En su intervención, Díaz-Canel afirmó que ‘los funcionarios del Departamento de Estado, expertos en redactar sanciones, hacer listas e inventar pretextos, son una versión moderna de los redactores de edictos y bandos militares que tanto se hicieron temer y odiar en los oscuros tiempos medievales o en las ocupaciones nazis en la II Guerra Mundial’. El mandatario advirtió que su país ‘no es la primera ni será la última víctima’ de estas políticas.
‘Antes fueron Gaza, Líbano e Irán. Hoy es Cuba. Mañana puede ser cualquier otra nación’, dijo Díaz-Canel. Según el presidente, la presión contra la isla constituye ‘un genocidio fríamente calculado por el Gobierno de EE.UU.’ dentro de una campaña de ‘máxima asfixia’ que combina el bloqueo petrolero vigente desde enero con varias oleadas de sanciones, incluidas las secundarias.
El líder cubano señaló que las últimas medidas ‘rompen el récord de la infamia’ porque se dirigen contra las misiones médicas cubanas en el exterior. Al respecto, añadió: ‘Es ilegal y es criminal martirizar a un pueblo sólo para provocar que se rebele contra su Gobierno’.

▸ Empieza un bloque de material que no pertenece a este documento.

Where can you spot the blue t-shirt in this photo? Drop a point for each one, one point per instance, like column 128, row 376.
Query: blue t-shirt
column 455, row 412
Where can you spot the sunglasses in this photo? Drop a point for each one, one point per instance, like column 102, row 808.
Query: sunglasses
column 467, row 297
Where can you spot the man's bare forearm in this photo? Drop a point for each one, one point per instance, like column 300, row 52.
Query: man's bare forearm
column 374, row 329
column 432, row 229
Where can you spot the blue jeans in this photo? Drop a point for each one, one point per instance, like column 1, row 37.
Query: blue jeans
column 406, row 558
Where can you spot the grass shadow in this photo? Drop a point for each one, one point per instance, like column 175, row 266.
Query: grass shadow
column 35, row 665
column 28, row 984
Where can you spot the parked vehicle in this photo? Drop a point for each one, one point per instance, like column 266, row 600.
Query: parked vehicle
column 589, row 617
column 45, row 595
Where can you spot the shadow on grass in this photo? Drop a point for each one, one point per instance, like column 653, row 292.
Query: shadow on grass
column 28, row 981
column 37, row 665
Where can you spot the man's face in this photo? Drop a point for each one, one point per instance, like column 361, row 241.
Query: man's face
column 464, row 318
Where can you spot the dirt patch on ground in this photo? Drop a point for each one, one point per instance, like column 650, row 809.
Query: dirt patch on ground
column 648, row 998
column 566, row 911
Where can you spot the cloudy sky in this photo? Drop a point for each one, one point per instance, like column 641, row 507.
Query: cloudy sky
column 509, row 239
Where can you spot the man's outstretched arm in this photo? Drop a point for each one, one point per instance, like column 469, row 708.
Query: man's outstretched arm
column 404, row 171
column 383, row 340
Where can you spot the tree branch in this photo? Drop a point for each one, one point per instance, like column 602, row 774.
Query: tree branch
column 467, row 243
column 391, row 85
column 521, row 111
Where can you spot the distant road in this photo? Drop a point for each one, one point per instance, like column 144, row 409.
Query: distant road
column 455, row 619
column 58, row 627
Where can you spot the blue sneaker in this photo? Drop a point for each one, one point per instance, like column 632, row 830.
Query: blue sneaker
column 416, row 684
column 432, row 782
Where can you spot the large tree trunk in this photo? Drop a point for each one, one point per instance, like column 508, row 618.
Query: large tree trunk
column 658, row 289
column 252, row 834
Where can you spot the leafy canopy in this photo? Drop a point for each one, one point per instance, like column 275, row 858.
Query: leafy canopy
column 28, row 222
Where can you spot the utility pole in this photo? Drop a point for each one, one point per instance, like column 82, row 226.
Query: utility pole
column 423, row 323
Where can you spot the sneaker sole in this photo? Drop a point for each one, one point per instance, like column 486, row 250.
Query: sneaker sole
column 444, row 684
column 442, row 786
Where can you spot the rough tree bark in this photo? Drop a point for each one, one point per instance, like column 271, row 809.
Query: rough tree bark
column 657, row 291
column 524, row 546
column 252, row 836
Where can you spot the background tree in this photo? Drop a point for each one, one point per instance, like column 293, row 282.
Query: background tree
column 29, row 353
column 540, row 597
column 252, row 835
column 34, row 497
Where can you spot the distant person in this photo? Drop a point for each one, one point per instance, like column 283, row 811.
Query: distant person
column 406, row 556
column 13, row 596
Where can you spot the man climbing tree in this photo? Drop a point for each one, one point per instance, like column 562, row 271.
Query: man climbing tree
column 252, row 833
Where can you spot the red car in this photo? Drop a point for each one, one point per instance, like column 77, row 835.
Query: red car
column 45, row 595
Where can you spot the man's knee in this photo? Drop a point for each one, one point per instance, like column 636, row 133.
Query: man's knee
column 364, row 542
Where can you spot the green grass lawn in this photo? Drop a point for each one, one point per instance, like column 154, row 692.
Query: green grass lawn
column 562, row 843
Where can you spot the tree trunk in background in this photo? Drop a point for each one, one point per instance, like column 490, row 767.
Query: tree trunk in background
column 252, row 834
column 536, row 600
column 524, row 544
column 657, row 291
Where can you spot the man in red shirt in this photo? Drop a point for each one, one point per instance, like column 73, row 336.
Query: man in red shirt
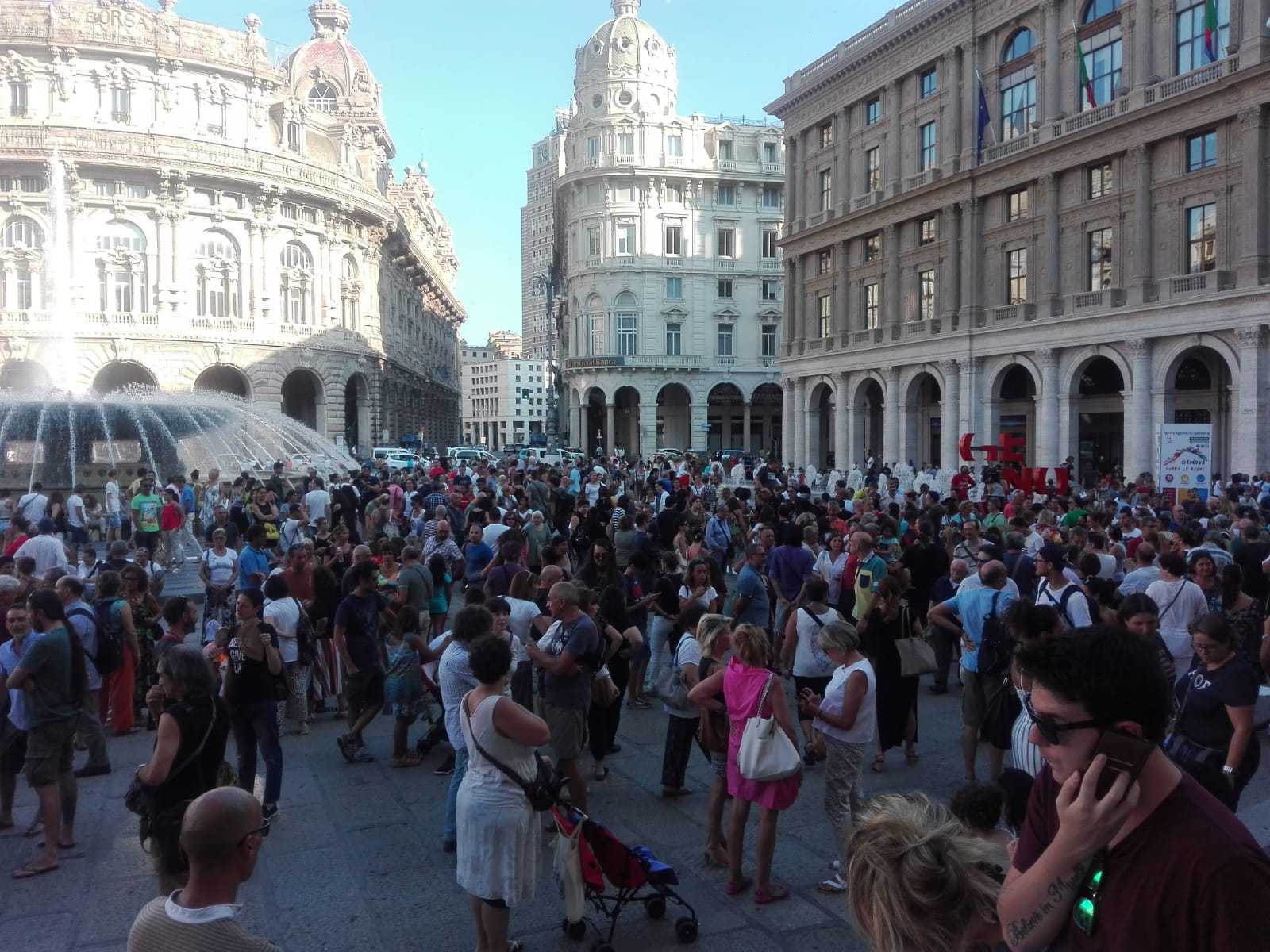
column 1153, row 865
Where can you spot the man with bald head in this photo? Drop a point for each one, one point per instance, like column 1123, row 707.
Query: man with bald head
column 964, row 616
column 221, row 835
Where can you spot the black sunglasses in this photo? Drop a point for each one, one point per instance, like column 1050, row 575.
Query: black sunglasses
column 1049, row 727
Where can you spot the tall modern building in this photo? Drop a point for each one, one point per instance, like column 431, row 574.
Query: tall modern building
column 1095, row 268
column 194, row 207
column 668, row 230
column 537, row 236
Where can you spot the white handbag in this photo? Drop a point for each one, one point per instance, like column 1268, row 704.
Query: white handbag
column 766, row 752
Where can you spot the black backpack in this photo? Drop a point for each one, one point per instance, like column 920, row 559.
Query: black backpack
column 995, row 647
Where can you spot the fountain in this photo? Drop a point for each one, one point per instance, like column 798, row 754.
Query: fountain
column 61, row 440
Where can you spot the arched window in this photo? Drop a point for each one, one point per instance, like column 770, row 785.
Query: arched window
column 323, row 98
column 1018, row 86
column 21, row 245
column 349, row 294
column 217, row 272
column 626, row 319
column 1104, row 54
column 122, row 267
column 298, row 281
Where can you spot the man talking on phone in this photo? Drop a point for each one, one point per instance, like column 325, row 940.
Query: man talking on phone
column 1156, row 862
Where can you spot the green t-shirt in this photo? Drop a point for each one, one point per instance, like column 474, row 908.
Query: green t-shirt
column 146, row 509
column 48, row 662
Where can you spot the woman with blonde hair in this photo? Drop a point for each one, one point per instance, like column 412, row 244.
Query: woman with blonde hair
column 747, row 683
column 920, row 881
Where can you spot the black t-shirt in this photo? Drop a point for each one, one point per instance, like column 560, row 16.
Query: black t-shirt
column 249, row 681
column 1206, row 693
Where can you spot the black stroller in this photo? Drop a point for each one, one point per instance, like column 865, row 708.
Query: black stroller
column 587, row 856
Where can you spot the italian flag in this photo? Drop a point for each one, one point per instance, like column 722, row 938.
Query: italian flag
column 1086, row 83
column 1210, row 29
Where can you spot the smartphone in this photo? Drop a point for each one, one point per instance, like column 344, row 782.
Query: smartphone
column 1126, row 753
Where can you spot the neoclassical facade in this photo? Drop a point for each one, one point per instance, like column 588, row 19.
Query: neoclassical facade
column 188, row 206
column 667, row 228
column 1098, row 271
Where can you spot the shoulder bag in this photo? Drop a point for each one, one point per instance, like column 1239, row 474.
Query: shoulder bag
column 766, row 752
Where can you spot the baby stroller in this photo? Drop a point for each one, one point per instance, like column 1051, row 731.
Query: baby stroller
column 587, row 854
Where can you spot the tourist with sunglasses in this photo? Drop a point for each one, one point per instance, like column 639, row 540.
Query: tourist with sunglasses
column 1153, row 865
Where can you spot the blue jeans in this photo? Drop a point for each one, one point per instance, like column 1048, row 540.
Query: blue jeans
column 452, row 797
column 258, row 725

Al acto, bajo el lema ‘Mi Moncada es la patria’, acudieron altos cargos del Gobierno y del Partido Comunista de Cuba (PCC), pero no estuvieron presentes el expresidente Raúl Castro ni su nieto Raúl Guillermo Rodríguez Castro. El discurso mantuvo un tono crítico y combativo con EE.UU., sin que Díaz-Canel mostrara disposición a un diálogo entre iguales ni se refiriera a posibles contactos entre ambos países.

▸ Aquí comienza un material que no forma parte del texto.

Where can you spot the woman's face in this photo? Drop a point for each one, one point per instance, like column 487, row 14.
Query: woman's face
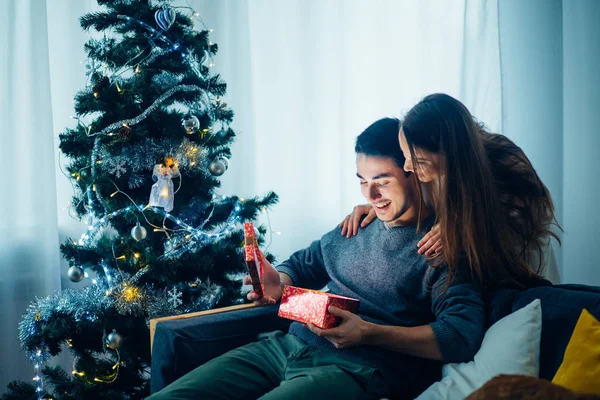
column 427, row 163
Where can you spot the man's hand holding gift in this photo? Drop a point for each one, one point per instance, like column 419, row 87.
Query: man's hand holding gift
column 271, row 283
column 352, row 331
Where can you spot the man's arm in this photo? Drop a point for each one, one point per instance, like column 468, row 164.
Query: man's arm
column 455, row 335
column 285, row 280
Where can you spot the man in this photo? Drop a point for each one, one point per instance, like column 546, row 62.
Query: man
column 409, row 318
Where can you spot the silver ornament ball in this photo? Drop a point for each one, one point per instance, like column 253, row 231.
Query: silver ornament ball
column 191, row 123
column 75, row 273
column 218, row 166
column 114, row 340
column 138, row 232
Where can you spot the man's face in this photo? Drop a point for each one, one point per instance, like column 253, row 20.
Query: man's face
column 385, row 186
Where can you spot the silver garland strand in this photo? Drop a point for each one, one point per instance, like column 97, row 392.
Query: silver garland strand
column 95, row 151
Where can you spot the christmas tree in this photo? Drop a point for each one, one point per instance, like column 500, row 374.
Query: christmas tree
column 152, row 138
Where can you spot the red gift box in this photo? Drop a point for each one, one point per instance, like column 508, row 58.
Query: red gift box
column 311, row 306
column 252, row 258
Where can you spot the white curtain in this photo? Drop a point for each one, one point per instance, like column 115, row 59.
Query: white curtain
column 28, row 227
column 307, row 76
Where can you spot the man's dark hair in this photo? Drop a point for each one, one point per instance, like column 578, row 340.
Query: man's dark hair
column 380, row 139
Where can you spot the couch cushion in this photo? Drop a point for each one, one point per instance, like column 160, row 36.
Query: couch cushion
column 561, row 307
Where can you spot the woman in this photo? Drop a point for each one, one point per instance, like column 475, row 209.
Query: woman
column 491, row 207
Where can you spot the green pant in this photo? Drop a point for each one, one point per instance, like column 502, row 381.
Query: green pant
column 279, row 366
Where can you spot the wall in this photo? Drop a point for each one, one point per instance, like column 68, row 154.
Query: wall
column 581, row 141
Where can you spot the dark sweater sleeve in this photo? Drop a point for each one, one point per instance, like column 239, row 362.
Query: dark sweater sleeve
column 306, row 267
column 460, row 316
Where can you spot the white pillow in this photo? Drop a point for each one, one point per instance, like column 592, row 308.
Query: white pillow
column 510, row 346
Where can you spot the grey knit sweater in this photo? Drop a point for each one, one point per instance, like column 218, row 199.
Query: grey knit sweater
column 380, row 267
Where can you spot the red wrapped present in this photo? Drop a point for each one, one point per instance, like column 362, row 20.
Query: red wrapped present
column 311, row 306
column 252, row 257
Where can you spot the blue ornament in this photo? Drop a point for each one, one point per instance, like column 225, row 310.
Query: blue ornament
column 165, row 18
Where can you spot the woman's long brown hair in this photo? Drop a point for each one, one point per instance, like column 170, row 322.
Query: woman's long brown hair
column 491, row 206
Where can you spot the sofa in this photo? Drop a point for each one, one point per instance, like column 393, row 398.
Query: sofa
column 181, row 343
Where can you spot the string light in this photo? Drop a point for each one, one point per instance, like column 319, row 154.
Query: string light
column 39, row 385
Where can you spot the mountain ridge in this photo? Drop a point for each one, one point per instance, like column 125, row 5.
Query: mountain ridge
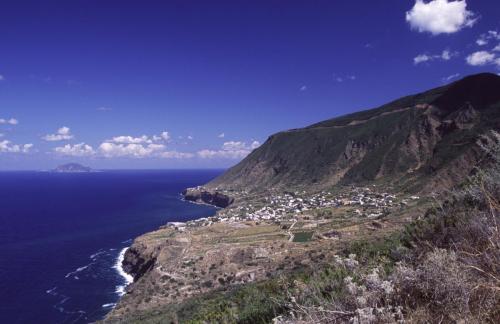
column 407, row 141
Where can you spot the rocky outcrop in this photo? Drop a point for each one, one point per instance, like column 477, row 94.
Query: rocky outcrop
column 215, row 198
column 138, row 261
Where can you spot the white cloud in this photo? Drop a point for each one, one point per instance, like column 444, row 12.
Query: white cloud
column 144, row 139
column 176, row 155
column 63, row 134
column 166, row 136
column 421, row 58
column 109, row 149
column 445, row 55
column 126, row 139
column 440, row 16
column 81, row 149
column 450, row 77
column 480, row 58
column 481, row 42
column 340, row 79
column 485, row 38
column 229, row 150
column 11, row 121
column 7, row 147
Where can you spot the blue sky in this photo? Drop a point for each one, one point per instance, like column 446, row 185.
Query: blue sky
column 199, row 84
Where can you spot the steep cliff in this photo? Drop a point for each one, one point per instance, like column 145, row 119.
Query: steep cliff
column 423, row 141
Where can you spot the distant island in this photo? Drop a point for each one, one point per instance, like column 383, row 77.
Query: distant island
column 72, row 168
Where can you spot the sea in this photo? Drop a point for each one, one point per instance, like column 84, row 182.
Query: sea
column 63, row 236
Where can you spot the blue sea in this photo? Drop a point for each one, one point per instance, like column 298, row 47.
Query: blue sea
column 61, row 235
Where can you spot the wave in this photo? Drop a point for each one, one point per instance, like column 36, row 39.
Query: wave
column 120, row 290
column 78, row 270
column 95, row 255
column 109, row 305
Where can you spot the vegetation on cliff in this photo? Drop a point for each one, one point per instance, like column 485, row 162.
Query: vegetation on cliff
column 419, row 141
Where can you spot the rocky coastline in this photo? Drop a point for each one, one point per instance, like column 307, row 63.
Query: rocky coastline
column 207, row 196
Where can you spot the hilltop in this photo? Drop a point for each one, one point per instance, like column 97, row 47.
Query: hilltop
column 420, row 142
column 317, row 219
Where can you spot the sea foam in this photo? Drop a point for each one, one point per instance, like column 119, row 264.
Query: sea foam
column 120, row 290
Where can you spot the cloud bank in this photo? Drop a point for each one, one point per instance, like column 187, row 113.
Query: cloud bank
column 440, row 16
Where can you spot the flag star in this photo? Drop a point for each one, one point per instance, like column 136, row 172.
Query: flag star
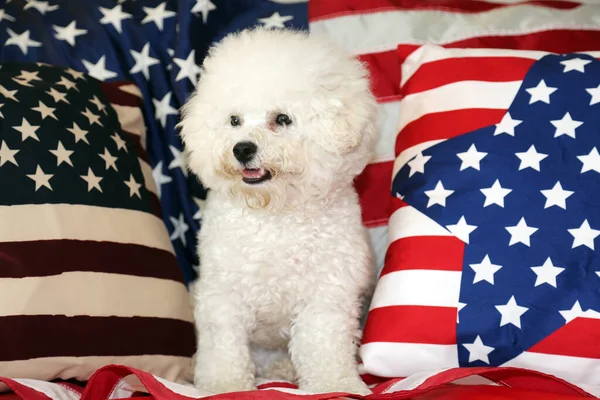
column 160, row 178
column 204, row 7
column 275, row 21
column 45, row 111
column 92, row 118
column 511, row 313
column 134, row 187
column 591, row 162
column 556, row 196
column 575, row 64
column 478, row 351
column 92, row 180
column 485, row 270
column 157, row 15
column 27, row 130
column 566, row 126
column 68, row 33
column 7, row 154
column 417, row 164
column 471, row 158
column 114, row 16
column 541, row 93
column 62, row 154
column 584, row 235
column 546, row 273
column 99, row 70
column 495, row 194
column 530, row 159
column 595, row 93
column 179, row 229
column 521, row 233
column 78, row 133
column 109, row 159
column 143, row 61
column 163, row 109
column 22, row 40
column 461, row 229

Díaz-Canel reconoció que la isla atraviesa ‘uno de los momentos más difíciles de su historia’, marcado por apagones de más de un día y el deterioro general de la calidad de vida. Ante este escenario, argumentó que es una ‘prioridad estratégica’ implementar los ‘cambios profundos y necesarios’ del paquete de 176 reformas recientemente aprobado, cuyo objetivo es liberalizar, abrir al exterior y descentralizar la economía.